Menurut pendukung teori nasikh-mansukh ayat ini dinaskh oleh hadis “la wahiyyah li waris” (Tidak ada wasiat bagi ahli waris).
3. Nash kully, yaitu menghapus hukum yang sebelumnya secara keseluruhan. Contoh: ketentuan ‘iddah empat bulan sepuluh hari pada surat al-Baqarah ayat 234 dinaskh oleh ketentuan ‘iddah satu tahun pada ayat 240 di surat yang sama.
4. Naskh juz’iy, yaitu menghapus hukum umum yang berlaku bagi semua individu dengan hukum yang hanya berlaku pada sebagian individu. Contohnya, hukum dera 80 kali bagi orang yang menuduh seorang wanita tanpa adanya saksi pada surat An-Nur ayat 4, dihapus oleh ketentuan li’an, yaitu bersumpah empat kali dengan nama Allah jika si penuduh suami yang tertuduh, pada ayat 6 dalam surat yang sama.
Ditinjau dari keberadaan ayat dan hukumnya, nasikh dan mansukh dalam Al-Quran dapat dibagi menjadi tiga:
1. Penghapusan Hukum Dan Bacaan Secara Bersamaan (nasikh al-hukmi wa at-tilawah ma’a)
Ayat-ayat yang termasuk dalam kategori ini tidak dibenarkan dibaca dan diamalkan. Misalnya disebutkan dalam hadis yang diriwayatkan dari Aisyah r.a

عَنْ عَائِشَةَ،أَنَّهَاقَالَتْ:"كَانَ فِيمَاأنْزِلَ مِنَ الْقُرْآنِ:عَشْرُرَضَعَاتٍ مَعْلُومَاتٍ يُحَرِّمْنَ،ثُمَّ نُسِخْنَ،بِخَمْسِ مَعْلُومَاتٍ،فَتُوُفِّيَ رَسُولُ اللهِ صَلَّى اللهُ عَلَيْهِ وَسَلَّمَ،وَهُنَّ فِيمَا يُقْرَأُ مِنَ الْقُرْآنِ"
"Diriwayatkan dari 'Aisyah, dia berkata: Adalah di antara yang diturunkan dari Al-Qur'an adalah sepuluh kali susuan yang maklum (jelas diketahui) itu menyebabkan mahram, kemudian ketentuan ini dinasakh dengan lima kali susuan yang maklum, sampai Rasulullah SAW wafat lima kali susuan ini termasuk ayat Al-Qur'an yang dibaca." (H.R. Muslim)

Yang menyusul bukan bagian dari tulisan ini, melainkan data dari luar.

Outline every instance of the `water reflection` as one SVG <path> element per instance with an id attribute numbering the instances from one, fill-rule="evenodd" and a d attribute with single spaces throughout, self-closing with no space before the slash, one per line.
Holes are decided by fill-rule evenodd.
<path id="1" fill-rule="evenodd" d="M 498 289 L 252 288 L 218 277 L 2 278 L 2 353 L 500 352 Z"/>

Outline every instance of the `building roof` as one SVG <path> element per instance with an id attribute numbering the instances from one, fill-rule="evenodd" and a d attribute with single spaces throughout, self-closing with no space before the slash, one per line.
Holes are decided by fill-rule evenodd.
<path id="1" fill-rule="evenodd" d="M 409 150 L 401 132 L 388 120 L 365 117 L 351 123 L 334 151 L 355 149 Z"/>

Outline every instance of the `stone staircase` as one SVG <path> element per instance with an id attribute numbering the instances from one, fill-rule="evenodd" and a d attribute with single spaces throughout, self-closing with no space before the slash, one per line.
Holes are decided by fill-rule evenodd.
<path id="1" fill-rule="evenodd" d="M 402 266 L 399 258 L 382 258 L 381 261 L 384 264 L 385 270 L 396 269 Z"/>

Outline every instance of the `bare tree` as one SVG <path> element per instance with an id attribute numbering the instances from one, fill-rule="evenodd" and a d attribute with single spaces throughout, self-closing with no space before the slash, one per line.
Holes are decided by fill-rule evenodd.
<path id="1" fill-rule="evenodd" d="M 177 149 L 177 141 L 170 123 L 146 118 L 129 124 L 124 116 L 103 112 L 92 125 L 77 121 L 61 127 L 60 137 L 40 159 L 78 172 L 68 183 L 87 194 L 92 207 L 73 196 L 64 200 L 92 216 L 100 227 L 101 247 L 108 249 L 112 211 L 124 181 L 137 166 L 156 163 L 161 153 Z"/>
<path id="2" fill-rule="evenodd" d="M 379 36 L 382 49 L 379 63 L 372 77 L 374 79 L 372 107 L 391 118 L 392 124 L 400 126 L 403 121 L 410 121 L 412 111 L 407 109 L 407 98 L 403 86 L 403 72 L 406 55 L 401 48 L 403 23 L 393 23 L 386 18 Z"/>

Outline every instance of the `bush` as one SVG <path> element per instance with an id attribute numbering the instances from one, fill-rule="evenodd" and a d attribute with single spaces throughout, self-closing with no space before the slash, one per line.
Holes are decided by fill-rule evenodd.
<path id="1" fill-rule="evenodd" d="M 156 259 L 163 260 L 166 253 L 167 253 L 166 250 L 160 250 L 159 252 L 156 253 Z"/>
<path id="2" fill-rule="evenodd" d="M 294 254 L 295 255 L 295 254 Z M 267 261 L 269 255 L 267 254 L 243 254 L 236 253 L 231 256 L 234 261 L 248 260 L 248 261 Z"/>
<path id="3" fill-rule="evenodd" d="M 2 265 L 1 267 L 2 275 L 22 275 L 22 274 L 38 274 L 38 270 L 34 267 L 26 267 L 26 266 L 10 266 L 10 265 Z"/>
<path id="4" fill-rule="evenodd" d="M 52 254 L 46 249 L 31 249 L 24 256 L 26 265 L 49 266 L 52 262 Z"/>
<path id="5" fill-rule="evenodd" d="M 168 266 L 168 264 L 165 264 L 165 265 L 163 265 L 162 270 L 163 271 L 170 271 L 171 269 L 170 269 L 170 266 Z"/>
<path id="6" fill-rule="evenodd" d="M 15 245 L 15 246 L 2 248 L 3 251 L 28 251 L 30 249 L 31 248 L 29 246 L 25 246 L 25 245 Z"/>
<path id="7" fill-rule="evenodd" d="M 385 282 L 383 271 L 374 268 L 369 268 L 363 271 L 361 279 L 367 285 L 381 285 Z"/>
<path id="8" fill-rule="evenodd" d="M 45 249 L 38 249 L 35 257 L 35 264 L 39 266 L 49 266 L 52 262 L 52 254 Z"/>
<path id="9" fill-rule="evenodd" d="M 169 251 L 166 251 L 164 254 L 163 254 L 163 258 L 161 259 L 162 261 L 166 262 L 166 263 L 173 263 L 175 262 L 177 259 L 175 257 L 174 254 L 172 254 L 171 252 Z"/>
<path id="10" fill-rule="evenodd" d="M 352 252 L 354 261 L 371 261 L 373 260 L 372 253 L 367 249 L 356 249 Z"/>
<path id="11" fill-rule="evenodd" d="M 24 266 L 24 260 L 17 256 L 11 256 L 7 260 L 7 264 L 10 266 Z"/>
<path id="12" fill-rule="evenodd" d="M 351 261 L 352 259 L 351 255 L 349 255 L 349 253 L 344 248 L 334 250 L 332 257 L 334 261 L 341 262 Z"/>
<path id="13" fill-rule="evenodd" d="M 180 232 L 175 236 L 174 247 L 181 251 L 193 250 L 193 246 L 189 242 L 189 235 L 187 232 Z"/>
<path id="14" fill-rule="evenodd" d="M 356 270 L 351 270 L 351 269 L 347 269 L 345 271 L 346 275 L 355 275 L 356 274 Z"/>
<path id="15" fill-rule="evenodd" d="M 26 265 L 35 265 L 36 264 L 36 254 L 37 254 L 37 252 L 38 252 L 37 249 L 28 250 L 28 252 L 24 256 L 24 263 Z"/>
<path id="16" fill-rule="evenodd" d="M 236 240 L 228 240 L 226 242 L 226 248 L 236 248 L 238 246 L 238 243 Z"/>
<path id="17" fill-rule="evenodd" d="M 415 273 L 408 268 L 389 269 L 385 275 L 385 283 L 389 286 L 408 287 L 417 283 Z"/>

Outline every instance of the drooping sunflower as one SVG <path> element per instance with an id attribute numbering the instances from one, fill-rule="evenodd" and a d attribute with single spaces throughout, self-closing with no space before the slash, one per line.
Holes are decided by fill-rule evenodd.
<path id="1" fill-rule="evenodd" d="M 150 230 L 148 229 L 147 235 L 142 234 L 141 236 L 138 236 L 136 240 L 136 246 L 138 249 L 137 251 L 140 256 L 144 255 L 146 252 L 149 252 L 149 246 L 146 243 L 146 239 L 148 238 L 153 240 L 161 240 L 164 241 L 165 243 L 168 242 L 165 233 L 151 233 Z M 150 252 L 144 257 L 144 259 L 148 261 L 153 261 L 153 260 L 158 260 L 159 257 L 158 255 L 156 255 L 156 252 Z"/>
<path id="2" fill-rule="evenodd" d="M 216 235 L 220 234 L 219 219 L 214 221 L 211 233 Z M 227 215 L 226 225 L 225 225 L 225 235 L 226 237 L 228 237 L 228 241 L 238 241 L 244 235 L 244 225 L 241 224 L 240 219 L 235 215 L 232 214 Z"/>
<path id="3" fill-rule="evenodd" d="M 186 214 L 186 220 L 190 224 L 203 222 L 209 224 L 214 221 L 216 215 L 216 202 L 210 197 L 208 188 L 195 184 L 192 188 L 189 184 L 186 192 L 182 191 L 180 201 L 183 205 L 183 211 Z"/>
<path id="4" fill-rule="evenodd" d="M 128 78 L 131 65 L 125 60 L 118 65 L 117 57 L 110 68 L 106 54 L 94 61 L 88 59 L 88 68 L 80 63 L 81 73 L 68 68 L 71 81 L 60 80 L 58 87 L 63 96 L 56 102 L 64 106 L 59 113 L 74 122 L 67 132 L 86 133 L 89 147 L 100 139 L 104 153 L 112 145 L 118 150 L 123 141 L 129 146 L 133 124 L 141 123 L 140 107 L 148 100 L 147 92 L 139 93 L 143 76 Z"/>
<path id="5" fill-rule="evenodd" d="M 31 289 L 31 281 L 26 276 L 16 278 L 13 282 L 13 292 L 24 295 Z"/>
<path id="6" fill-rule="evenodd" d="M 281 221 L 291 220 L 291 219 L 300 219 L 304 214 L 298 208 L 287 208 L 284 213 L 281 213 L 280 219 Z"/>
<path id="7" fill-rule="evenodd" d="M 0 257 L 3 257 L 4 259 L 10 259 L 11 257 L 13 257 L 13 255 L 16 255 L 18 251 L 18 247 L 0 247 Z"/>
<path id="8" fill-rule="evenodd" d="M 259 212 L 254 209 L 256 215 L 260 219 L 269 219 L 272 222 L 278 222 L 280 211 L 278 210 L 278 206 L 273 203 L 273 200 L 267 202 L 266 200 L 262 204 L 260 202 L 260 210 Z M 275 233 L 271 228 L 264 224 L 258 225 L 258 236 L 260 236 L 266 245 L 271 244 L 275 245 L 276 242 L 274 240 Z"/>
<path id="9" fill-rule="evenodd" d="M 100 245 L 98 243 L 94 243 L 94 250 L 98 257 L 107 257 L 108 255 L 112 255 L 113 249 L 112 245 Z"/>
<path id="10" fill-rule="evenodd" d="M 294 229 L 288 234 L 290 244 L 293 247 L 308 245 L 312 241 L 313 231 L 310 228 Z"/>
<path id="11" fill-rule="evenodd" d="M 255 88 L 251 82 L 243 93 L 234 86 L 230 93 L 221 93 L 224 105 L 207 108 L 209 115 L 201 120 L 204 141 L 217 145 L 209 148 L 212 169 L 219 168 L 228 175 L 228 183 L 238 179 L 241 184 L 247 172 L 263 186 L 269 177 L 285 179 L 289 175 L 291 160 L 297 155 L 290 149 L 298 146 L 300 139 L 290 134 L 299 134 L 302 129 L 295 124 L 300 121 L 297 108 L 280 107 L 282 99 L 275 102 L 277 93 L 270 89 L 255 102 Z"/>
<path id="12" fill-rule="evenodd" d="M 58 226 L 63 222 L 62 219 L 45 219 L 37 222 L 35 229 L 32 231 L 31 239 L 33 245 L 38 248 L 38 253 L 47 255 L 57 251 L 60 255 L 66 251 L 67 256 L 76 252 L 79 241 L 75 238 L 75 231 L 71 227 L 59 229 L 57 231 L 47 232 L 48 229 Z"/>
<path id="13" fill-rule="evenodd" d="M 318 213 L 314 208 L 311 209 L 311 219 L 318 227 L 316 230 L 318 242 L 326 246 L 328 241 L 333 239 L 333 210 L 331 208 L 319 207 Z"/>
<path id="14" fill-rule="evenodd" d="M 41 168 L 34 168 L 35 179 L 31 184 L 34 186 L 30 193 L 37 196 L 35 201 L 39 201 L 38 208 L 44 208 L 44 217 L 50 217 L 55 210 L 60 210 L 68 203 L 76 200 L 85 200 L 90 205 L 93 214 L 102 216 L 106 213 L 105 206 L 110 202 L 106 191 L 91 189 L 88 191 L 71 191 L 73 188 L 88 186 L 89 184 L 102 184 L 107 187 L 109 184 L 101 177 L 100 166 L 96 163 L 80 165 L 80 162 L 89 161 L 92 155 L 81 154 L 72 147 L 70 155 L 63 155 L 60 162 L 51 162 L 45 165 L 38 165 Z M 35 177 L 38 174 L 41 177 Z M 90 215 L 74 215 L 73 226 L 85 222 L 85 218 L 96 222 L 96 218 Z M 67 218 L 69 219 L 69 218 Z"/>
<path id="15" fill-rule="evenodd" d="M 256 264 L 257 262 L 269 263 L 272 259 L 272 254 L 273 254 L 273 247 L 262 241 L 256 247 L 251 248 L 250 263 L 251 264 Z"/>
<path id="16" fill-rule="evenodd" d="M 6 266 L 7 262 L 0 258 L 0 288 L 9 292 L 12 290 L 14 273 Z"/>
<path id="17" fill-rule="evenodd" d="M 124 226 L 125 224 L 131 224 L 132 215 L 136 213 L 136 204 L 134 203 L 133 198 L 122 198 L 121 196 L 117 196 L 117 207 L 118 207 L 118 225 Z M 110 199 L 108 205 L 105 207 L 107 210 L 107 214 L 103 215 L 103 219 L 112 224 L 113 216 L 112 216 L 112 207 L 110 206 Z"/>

Maksud dari hadist diatas, bahwa ketentuan tentang susunan ini tidak ada lagi di dalam Al-Qur’an, baik bacan maupun hukumnya. Naskh ayat tentang radha’ah itu tidak sampai kepada semua orang, sehingga sampai Rasulullah SAW wafat masih ada yang membacanya. Karena sudah di nasakh tilawahnya, maka ayat tersebut tidak terdapat di dalam mushaf ‘Utsmani’.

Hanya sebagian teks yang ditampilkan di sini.